Suffering makes you weaker: Limited evolutionary adaptation in competitively inferior populations

• Published in: Ecology letters Vol. 27; no. 6; pp. e14457 - n/a
• Main Authors: Chen, Nan, Zhang, Quan‐Guo
• Format: Journal Article
• Language: English
• Published: England Blackwell Publishing Ltd 01.06.2024
• Subjects: Adaptation; Adaptation, Physiological; Biological Evolution; coculture; E coli; Ecological adaptation; Escherichia coli; Escherichia coli - physiology; Evolution; evolutionary adaptation; experimental evolution; extinction; Feedback; Interspecific; interspecific competition; local adaptation; Monoculture; Population number; population size; Population studies; Populations; Pseudomonas fluorescens; Pseudomonas fluorescens - genetics; Pseudomonas fluorescens - physiology; species; Temperature; Temperature gradients; temperature; local adaptation; evolutionary adaptation; experimental evolution; extinction
• ISSN: 1461-023X; 1461-0248; 1461-0248
• DOI: 10.1111/ele.14457

Interspecific competition can hinder populations from evolutionarily adapting to abiotic environments, particularly by reducing population size and niche space; and feedback may arise between competitive ability and evolutionary adaptation.
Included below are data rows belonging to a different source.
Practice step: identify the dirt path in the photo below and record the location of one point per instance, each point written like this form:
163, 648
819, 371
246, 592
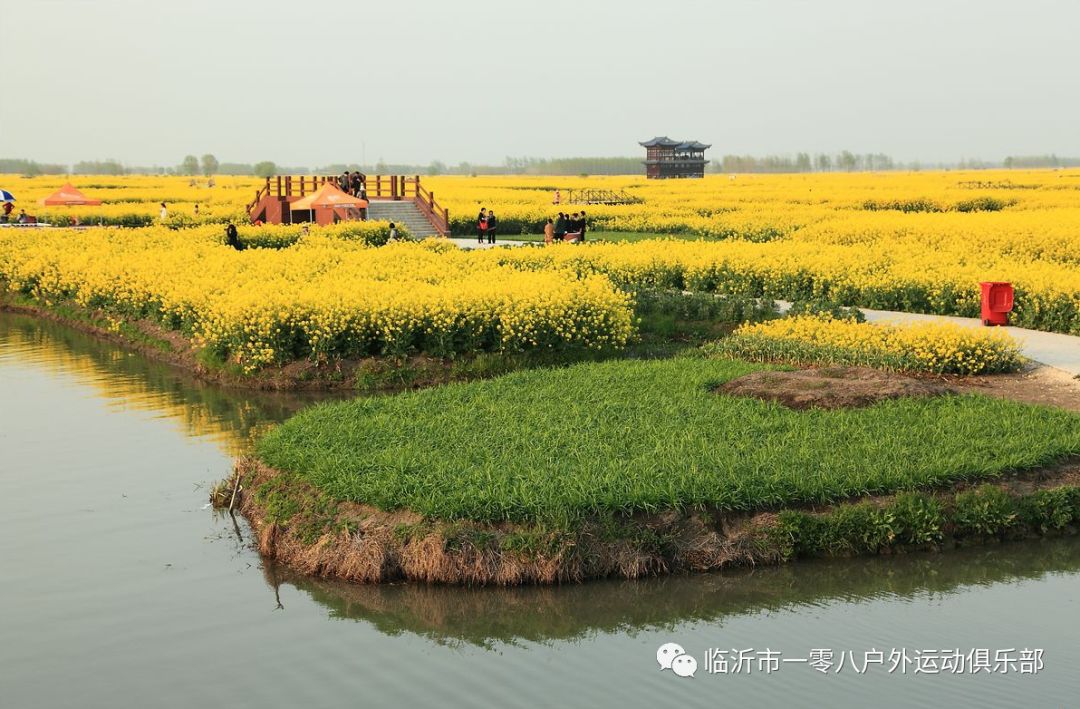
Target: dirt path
1039, 385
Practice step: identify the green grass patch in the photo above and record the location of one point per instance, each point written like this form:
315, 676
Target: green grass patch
558, 445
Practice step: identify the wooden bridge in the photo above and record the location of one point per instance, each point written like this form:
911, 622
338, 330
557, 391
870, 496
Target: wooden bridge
601, 197
271, 203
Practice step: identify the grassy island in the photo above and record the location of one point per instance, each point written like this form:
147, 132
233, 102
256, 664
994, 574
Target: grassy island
628, 468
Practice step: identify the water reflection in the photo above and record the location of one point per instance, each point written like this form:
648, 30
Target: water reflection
126, 380
545, 614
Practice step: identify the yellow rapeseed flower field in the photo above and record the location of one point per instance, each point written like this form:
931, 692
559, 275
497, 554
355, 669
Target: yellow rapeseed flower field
323, 296
899, 241
915, 347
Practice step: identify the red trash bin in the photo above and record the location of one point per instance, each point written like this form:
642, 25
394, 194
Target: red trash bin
997, 303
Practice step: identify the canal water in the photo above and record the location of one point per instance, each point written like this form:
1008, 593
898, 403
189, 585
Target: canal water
118, 588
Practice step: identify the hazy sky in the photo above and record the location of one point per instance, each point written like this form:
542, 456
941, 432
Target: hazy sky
315, 82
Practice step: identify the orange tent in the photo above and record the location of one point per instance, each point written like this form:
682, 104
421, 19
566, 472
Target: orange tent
327, 197
68, 196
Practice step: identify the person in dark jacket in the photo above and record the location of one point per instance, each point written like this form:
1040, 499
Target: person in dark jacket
231, 238
482, 225
493, 224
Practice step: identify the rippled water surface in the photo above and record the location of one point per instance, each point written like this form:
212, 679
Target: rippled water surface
119, 589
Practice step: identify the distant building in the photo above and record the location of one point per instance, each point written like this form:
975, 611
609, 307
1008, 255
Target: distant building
666, 158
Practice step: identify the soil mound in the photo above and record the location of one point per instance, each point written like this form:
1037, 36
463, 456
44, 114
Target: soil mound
835, 387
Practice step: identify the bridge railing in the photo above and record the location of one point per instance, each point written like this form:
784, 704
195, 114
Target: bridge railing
377, 187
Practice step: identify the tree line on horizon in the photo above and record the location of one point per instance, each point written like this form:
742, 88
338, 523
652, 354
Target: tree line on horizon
801, 162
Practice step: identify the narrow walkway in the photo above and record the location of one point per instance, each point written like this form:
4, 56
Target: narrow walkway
472, 243
1052, 349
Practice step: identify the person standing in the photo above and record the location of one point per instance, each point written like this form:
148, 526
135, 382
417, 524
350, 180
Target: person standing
561, 227
571, 228
482, 225
231, 238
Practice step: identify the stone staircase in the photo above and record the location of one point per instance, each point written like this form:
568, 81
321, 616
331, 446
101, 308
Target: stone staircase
403, 212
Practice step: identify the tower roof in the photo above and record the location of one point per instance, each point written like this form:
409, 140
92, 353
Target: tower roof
660, 142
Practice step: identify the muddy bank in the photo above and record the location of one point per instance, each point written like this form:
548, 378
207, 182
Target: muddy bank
298, 526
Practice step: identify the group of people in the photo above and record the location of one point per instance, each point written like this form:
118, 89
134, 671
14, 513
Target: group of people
352, 183
8, 209
487, 225
566, 227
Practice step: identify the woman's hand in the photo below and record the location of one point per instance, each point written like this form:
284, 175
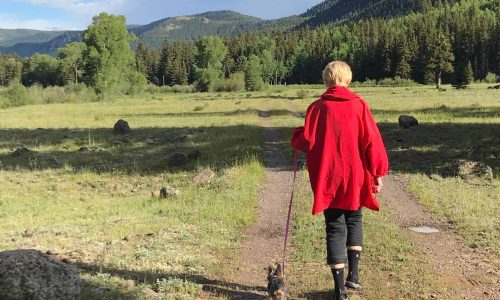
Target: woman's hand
377, 185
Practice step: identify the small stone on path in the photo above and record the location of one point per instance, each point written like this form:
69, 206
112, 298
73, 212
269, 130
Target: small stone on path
473, 171
204, 177
121, 127
407, 122
22, 151
177, 159
168, 192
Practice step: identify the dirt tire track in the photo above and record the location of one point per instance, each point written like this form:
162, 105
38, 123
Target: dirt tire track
464, 273
264, 240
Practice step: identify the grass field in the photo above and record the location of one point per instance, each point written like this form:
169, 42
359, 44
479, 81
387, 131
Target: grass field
84, 193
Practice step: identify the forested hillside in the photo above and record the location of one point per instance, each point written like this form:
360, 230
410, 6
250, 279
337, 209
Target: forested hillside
441, 42
221, 23
11, 37
189, 28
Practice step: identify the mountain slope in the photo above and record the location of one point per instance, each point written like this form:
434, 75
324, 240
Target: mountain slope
191, 27
341, 11
10, 37
225, 23
50, 47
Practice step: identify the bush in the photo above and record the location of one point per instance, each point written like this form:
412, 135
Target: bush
17, 95
182, 89
178, 288
235, 83
137, 83
302, 94
491, 78
396, 81
206, 79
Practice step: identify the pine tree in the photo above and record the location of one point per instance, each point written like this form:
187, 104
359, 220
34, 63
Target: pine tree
253, 74
440, 57
108, 60
403, 66
464, 75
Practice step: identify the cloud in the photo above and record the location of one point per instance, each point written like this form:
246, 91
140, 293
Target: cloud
8, 21
82, 11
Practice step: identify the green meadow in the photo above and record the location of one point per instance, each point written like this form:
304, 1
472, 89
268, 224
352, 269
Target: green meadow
83, 193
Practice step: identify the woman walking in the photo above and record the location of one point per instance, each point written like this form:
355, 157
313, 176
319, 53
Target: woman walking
346, 159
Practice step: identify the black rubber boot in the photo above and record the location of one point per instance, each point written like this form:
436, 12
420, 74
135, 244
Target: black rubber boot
338, 278
352, 281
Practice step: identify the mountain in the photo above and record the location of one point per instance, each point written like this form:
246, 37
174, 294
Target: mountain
341, 11
10, 37
191, 27
50, 47
225, 22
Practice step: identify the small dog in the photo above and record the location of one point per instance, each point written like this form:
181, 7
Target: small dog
276, 286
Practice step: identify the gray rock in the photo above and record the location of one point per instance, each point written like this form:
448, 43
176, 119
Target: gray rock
473, 171
21, 151
121, 127
168, 192
407, 121
176, 159
195, 154
204, 177
30, 274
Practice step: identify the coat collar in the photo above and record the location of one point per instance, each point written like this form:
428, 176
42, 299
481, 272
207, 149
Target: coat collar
338, 93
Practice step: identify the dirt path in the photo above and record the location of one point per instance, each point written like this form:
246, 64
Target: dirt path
264, 243
464, 273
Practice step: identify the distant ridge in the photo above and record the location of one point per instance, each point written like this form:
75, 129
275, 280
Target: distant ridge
222, 23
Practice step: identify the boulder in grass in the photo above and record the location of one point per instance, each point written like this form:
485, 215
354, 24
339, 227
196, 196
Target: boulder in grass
407, 121
194, 155
177, 159
22, 151
30, 274
169, 192
204, 177
121, 127
473, 171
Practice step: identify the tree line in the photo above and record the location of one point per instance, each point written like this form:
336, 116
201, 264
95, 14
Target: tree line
453, 43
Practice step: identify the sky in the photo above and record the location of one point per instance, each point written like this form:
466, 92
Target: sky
77, 14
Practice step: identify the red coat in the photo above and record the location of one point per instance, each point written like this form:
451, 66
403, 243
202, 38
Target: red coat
344, 151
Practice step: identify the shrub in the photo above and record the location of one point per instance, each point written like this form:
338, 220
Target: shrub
178, 288
302, 94
396, 81
17, 95
490, 78
235, 83
206, 79
182, 89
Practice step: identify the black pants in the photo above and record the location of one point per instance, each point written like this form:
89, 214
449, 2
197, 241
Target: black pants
343, 228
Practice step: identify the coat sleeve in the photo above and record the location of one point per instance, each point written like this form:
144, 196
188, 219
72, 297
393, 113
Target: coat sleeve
375, 153
299, 142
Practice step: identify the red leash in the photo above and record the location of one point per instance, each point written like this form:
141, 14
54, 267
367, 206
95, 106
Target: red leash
287, 230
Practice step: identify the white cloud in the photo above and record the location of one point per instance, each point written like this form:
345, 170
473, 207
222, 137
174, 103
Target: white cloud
82, 11
10, 22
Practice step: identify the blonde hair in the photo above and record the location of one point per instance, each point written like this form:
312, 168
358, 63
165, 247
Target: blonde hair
337, 73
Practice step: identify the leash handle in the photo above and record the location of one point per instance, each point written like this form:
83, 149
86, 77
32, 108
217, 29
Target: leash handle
289, 218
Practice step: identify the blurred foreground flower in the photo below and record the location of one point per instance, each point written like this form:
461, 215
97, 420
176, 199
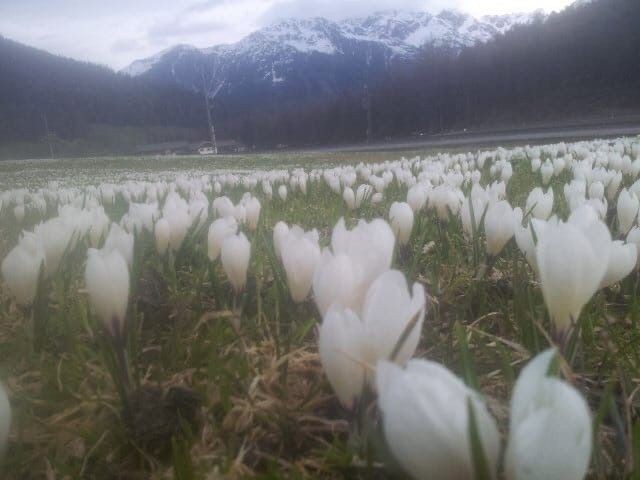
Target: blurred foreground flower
235, 255
21, 268
550, 427
351, 345
426, 421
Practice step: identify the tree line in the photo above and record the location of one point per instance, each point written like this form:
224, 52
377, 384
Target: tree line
582, 61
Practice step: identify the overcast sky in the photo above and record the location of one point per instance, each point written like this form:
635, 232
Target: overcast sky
116, 32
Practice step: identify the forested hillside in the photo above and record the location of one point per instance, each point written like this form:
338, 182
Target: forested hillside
75, 95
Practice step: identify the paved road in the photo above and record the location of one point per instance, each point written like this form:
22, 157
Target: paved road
477, 139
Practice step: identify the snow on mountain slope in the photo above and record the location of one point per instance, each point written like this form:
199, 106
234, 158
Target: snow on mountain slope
401, 33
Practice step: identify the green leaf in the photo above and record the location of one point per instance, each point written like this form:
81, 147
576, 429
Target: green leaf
468, 369
480, 465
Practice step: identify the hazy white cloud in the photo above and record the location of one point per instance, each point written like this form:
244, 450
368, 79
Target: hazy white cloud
119, 31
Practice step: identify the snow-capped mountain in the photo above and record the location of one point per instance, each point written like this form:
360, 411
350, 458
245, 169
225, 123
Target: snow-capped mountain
306, 57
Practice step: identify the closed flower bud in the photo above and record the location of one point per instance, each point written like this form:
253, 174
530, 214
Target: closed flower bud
357, 257
627, 209
426, 421
546, 171
377, 198
622, 261
235, 255
499, 226
349, 198
55, 237
540, 204
550, 427
121, 241
21, 268
282, 192
417, 197
280, 231
253, 213
351, 345
572, 260
107, 282
219, 230
162, 233
19, 212
300, 256
401, 219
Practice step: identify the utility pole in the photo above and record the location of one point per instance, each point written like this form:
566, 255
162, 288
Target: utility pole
366, 96
47, 136
210, 90
366, 103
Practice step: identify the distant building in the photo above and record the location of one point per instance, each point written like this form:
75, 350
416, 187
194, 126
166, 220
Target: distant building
187, 148
166, 148
231, 146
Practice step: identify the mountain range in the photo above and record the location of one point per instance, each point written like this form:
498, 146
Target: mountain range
309, 57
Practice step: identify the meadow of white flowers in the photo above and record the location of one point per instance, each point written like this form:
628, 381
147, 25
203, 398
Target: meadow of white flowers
354, 262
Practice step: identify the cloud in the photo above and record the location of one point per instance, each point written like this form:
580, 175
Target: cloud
120, 31
181, 28
339, 10
126, 45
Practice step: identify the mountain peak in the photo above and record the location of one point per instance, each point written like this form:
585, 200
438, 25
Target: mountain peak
400, 33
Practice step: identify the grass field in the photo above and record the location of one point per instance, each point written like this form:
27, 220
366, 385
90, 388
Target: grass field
229, 384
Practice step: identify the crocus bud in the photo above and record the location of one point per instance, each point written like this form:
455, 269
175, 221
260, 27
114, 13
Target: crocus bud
627, 209
414, 402
401, 220
99, 226
179, 223
219, 230
535, 164
499, 226
349, 198
280, 231
162, 232
282, 192
121, 241
253, 213
633, 237
479, 205
417, 197
363, 193
21, 268
356, 259
235, 255
107, 282
19, 212
300, 256
622, 261
223, 207
550, 427
5, 418
351, 345
572, 260
55, 237
546, 171
540, 204
596, 190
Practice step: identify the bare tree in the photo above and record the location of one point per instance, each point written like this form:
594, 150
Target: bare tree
366, 95
48, 136
212, 83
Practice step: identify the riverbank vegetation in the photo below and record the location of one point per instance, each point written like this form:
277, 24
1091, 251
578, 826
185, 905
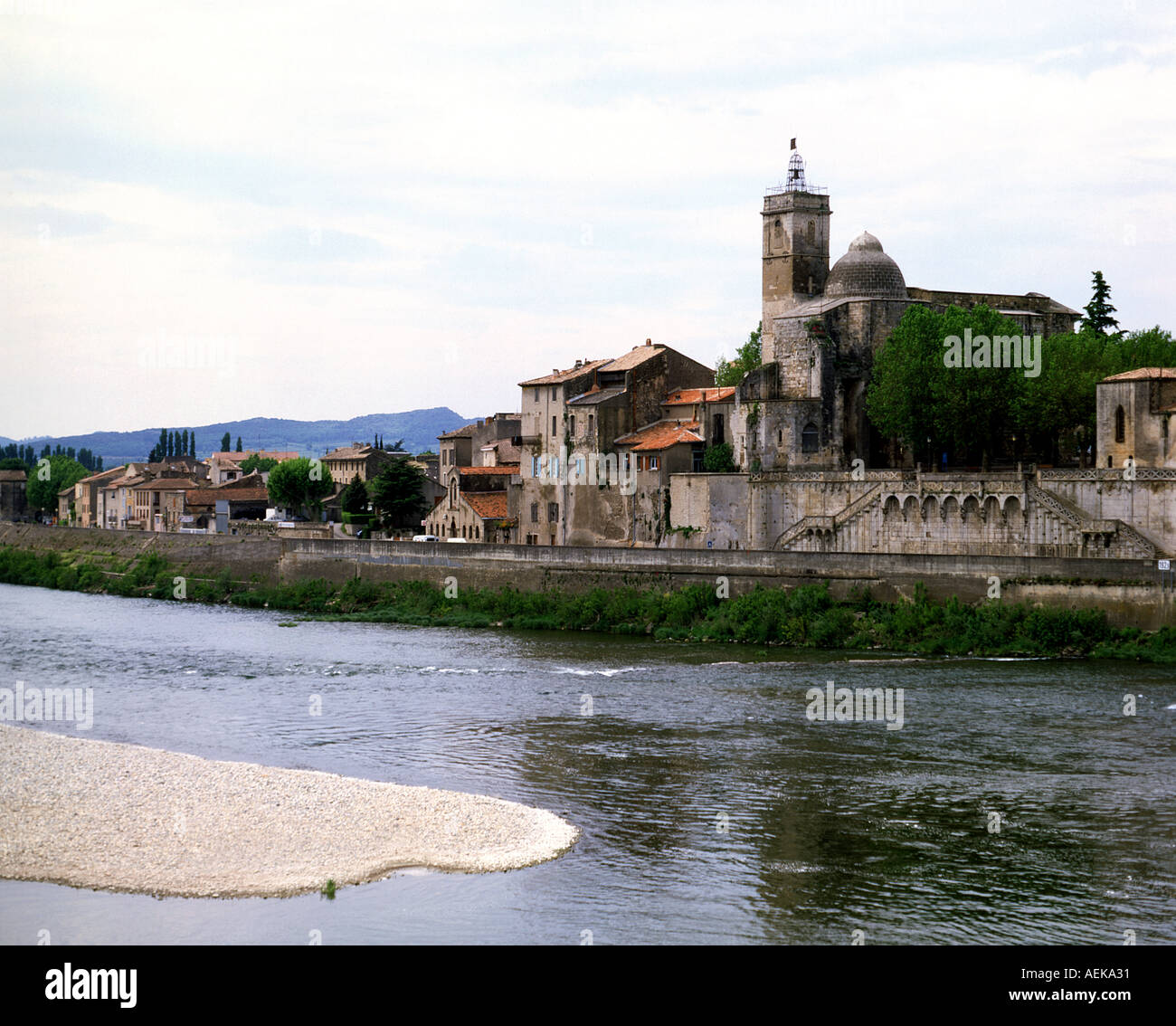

Here we studied populations of two model bacterial species, Escherichia coli and Pseudomonas fluorescens, that evolved in monocultures and cocultures for approximately 2400 generations at three temperatures. The two species showed a reversal in competitive dominance in cocultures along the temperature gradient. Populations from cocultures where they had been competitively dominant showed the same magnitude of fitness gain as those in monocultures. However, competitively inferior populations in cocultures showed limited abiotic adaptation compared with those in monocultures. The inferior populations in cocultures were also more likely to evolve weaker interspecific competitive ability, or go extinct. The possible competitive ability‐adaptation feedback may have crucial consequences for population persistence. Interspecific competition may drive evolutionary niche separation among competing populations which in turn facilitates species coexistence. Evolutionary niche encroachment may also happen, leading to competitive exclusion. The latter process is likely short‐lived and easily overlooked by studies of extant coexisting species. A long‐term experimental evolution study with two model bacterial species demonstrates a “Matthew effect”: competitively dominant populations show faster evolutionary adaptation, become even more competitive, and could drive competitors extinct.